Sawgrhaviruses have been isolated from or detected in hard ticks (Acari: Iodidae) collected in the USA. SAWV was first isolated from Dermacentor variabilis ticks taken from an opossum captured in Florida, in 1964 (Sather et al., 1970). Eight other isolates of the virus were obtained from the same species of tick taken from opossums, racoons and rabbits, and from hard ticks of another species (Haemaphysalis leporispalustris) taken from rabbits captured in the same area in 1964 (Sather et al., 1970). A further 19 isolates were obtained from hard ticks of the same two species in 1968 and 1969 (Wellings et al., 1972). NMV was isolated on three occasions from Haemaphysalis leporispalustris ticks removed from snowshoe hares (Lepus americanus) captured in Alaska, in 1972 (Ritter et al., 1978). CNTV was isolated from Ixodes dentatus ticks taken from an eastern cottontail rabbit (Sylvilagus floridanus) captured in Connecticut, in 1978 (Main and Carey 1980). Neutralising antibody to CNTV has been detected in eastern cottontail rabbits (Main and Carey 1980). Long Island tick rhabdovirus (LITRV; strain LS1) was detected in Amblyomma americanum ticks collected in New York, in 2013 (Tokarz et al., 2014). CNTV, SAWV and NMV cross-react weakly in complement-fixation and neutralisation tests and have been described as the ‘Sawgrass serogroup’ of rhabdoviruses (Tesh et al., 1983).
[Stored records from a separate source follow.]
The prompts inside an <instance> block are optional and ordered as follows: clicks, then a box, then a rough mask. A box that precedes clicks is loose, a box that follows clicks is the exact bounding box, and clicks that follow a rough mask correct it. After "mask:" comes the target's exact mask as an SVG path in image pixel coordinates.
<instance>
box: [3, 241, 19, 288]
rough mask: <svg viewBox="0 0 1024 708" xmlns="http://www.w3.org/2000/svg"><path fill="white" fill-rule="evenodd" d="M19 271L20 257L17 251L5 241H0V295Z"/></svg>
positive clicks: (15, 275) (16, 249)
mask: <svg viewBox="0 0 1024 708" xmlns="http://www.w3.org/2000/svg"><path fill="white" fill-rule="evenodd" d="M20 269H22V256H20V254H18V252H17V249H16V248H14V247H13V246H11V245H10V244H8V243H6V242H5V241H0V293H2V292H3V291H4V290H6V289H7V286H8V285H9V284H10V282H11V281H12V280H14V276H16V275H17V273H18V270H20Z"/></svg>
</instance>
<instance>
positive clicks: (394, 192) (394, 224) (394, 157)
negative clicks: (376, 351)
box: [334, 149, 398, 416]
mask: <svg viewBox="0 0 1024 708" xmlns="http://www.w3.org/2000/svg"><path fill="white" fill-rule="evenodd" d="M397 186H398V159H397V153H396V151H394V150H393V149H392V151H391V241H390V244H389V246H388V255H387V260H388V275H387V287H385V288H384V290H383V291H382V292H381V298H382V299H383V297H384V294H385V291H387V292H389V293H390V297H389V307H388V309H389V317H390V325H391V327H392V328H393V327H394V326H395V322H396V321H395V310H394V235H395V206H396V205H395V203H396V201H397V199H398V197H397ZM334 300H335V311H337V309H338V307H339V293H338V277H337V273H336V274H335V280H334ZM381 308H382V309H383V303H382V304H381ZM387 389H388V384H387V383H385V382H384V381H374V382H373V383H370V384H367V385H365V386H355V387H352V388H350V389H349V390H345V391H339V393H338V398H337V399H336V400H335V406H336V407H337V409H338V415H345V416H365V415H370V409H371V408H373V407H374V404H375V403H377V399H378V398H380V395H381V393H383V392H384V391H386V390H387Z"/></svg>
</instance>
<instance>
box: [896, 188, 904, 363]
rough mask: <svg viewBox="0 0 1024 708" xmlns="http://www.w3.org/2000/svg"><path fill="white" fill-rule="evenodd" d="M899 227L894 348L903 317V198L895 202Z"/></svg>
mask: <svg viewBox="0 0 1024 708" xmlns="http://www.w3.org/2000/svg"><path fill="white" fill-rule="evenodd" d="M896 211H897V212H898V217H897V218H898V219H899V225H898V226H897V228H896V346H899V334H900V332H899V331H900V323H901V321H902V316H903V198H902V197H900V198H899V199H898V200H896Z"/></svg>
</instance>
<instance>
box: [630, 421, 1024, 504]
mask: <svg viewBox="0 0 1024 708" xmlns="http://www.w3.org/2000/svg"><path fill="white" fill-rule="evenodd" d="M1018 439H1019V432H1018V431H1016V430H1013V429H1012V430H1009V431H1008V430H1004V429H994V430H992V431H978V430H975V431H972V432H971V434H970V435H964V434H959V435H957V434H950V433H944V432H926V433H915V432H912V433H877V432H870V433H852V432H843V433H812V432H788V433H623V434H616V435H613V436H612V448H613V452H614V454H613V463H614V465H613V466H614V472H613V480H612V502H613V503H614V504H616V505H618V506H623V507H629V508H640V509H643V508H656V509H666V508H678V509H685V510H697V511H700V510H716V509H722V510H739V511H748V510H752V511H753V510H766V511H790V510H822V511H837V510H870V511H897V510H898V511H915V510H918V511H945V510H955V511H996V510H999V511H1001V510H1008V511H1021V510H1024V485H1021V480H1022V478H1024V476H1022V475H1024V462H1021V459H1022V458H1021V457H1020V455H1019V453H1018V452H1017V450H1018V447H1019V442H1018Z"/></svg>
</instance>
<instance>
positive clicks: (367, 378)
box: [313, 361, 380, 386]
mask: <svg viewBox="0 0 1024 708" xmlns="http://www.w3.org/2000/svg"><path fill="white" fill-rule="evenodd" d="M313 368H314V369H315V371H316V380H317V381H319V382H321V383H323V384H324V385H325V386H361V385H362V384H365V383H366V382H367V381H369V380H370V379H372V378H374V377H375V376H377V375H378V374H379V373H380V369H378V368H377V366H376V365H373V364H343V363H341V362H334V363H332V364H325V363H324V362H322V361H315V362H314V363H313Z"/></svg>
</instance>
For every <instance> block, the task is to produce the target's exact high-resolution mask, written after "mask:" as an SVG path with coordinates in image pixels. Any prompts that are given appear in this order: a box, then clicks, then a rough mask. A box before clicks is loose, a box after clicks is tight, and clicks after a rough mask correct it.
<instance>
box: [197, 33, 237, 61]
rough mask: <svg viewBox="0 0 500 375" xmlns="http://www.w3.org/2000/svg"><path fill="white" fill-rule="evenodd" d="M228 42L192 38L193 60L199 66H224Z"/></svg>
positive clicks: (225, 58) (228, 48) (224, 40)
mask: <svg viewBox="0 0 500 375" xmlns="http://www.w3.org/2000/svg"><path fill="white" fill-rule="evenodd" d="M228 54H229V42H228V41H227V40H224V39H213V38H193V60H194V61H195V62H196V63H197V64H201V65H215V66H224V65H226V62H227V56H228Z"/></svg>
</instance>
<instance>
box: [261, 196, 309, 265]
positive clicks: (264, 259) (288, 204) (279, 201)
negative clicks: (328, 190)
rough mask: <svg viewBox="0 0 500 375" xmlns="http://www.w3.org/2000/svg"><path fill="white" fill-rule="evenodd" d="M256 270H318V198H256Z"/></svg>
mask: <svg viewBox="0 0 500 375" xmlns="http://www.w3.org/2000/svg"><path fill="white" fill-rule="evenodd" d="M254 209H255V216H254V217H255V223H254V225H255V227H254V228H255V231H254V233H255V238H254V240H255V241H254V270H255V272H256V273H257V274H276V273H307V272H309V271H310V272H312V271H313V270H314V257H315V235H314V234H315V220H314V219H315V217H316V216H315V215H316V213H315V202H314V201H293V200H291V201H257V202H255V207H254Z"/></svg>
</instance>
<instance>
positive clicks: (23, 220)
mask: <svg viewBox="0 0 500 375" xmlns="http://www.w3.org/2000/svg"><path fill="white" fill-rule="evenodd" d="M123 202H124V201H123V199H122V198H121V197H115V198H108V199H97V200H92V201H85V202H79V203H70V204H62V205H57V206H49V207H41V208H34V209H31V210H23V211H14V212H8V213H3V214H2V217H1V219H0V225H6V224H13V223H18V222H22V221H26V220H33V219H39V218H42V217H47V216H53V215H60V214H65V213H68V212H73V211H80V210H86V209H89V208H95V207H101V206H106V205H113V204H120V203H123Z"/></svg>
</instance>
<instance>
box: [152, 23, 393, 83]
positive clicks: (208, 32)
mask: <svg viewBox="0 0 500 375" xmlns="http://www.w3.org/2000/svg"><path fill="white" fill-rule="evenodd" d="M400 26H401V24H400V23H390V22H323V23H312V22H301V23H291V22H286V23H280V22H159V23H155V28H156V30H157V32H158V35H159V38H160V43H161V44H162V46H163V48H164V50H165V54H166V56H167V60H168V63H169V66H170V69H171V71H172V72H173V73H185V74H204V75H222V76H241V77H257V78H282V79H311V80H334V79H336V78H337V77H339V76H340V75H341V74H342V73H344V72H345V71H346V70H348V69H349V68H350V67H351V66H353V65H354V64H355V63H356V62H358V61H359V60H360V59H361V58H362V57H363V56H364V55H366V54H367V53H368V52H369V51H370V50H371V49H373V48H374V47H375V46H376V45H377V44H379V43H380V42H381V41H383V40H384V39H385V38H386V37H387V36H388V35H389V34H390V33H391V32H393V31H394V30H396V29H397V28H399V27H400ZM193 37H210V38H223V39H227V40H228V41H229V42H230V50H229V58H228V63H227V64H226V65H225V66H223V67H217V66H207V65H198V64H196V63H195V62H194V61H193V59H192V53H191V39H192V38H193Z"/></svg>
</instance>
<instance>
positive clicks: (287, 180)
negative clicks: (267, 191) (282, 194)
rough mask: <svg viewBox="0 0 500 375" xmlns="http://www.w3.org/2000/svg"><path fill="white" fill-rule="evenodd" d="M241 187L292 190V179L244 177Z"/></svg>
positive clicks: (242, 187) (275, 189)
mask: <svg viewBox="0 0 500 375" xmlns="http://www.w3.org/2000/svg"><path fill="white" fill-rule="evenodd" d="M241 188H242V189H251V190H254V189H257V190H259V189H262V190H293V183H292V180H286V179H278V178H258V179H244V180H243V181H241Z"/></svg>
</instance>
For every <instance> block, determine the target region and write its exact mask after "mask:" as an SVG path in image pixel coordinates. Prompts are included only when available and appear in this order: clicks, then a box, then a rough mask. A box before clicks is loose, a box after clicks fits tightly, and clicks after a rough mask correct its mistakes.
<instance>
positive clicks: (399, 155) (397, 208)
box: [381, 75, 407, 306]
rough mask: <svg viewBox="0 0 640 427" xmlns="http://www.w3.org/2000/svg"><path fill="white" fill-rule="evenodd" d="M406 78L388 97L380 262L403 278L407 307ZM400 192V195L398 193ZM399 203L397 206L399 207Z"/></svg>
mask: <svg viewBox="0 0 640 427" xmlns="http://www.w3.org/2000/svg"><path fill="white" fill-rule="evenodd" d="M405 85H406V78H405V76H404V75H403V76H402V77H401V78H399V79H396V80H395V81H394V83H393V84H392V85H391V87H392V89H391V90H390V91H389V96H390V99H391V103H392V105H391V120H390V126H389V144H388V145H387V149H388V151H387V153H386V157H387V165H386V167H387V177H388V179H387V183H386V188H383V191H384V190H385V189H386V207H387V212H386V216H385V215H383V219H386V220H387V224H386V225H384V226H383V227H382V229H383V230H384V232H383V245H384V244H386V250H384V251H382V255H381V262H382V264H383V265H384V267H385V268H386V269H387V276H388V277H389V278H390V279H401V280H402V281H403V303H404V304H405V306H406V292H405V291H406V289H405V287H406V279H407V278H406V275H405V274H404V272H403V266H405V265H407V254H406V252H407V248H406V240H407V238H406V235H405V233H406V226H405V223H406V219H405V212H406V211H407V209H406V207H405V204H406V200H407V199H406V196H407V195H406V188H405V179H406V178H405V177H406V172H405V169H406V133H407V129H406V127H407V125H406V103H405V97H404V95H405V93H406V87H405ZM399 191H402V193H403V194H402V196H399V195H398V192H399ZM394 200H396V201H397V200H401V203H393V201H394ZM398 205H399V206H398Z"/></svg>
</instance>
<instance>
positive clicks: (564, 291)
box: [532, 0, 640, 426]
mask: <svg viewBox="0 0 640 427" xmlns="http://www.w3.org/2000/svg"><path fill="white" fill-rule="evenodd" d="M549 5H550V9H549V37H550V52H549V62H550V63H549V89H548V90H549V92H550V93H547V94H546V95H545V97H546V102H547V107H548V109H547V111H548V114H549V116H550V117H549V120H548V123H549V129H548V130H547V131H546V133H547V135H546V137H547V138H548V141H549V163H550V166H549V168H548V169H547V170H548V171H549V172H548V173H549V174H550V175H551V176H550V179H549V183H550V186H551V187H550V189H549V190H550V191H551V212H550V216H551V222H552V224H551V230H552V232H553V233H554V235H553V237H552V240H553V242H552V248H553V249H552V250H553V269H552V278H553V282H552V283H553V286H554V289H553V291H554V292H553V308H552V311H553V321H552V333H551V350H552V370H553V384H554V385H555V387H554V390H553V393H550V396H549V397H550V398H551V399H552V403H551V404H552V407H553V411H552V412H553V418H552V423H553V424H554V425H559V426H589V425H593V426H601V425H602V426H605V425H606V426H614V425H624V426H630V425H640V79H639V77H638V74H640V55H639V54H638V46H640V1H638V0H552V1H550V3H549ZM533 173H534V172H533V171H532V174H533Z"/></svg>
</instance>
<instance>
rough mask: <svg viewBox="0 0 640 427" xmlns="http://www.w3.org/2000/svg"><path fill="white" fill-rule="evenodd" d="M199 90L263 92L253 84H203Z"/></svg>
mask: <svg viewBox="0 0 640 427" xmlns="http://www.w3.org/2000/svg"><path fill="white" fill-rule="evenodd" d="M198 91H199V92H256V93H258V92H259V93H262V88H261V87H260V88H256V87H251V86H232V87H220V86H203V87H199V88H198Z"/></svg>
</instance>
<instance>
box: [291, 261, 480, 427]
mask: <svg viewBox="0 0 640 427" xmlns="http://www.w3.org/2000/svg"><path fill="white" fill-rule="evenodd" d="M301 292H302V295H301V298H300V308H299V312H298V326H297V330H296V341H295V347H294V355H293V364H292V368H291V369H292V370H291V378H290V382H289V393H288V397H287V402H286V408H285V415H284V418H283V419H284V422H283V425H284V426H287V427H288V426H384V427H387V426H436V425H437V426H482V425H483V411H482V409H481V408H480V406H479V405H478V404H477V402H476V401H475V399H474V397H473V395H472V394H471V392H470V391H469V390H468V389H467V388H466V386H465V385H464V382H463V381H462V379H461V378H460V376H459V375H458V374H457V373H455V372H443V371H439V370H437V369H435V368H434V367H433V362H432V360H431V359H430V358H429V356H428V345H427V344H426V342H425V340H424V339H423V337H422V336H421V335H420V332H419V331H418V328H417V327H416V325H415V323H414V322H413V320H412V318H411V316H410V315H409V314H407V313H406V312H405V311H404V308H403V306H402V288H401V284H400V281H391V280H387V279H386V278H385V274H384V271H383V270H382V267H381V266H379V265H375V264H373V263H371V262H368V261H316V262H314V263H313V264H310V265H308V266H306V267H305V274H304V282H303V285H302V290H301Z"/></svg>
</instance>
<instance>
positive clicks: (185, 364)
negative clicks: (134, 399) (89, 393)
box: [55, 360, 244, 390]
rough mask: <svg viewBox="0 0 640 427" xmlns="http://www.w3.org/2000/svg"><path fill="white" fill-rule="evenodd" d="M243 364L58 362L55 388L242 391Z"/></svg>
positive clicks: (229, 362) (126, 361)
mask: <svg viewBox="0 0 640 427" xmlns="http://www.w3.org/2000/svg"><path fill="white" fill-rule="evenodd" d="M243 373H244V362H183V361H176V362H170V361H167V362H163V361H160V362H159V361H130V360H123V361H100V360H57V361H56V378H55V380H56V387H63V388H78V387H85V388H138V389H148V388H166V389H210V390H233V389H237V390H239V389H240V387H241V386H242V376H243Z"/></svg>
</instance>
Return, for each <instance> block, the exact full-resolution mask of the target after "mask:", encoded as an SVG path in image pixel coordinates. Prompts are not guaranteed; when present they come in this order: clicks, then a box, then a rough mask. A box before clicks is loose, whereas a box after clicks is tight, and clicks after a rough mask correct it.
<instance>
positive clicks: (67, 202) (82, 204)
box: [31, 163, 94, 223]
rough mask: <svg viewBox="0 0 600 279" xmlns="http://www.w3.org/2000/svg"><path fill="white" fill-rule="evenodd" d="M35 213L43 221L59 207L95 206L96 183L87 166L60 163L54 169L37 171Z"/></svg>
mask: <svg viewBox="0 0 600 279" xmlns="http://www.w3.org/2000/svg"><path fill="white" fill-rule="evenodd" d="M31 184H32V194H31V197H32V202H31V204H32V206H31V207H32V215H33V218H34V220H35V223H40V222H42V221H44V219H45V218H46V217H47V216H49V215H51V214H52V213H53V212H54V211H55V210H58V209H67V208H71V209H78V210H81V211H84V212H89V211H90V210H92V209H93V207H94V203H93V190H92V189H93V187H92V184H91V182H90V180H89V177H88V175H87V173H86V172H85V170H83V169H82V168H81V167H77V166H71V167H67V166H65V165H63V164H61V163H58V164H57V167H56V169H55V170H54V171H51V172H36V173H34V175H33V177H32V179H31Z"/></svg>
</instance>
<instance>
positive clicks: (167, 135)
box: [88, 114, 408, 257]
Species demarcation criteria

Viruses assigned to different species within the genus have several of the following characteristics: A) minimum amino acid sequence divergence of 10% in the N proteins; B) minimum amino acid sequence divergence of 10% in the L proteins; C) minimum amino acid sequence divergence of 15% in the G proteins; D) significant differences in genome organisation as evidenced by numbers and locations of ORFs; E) they can be distinguished in virus neutralisation tests; and F) they occupy different ecological niches as evidenced by differences in vertebrate hosts and or arthropod vectors.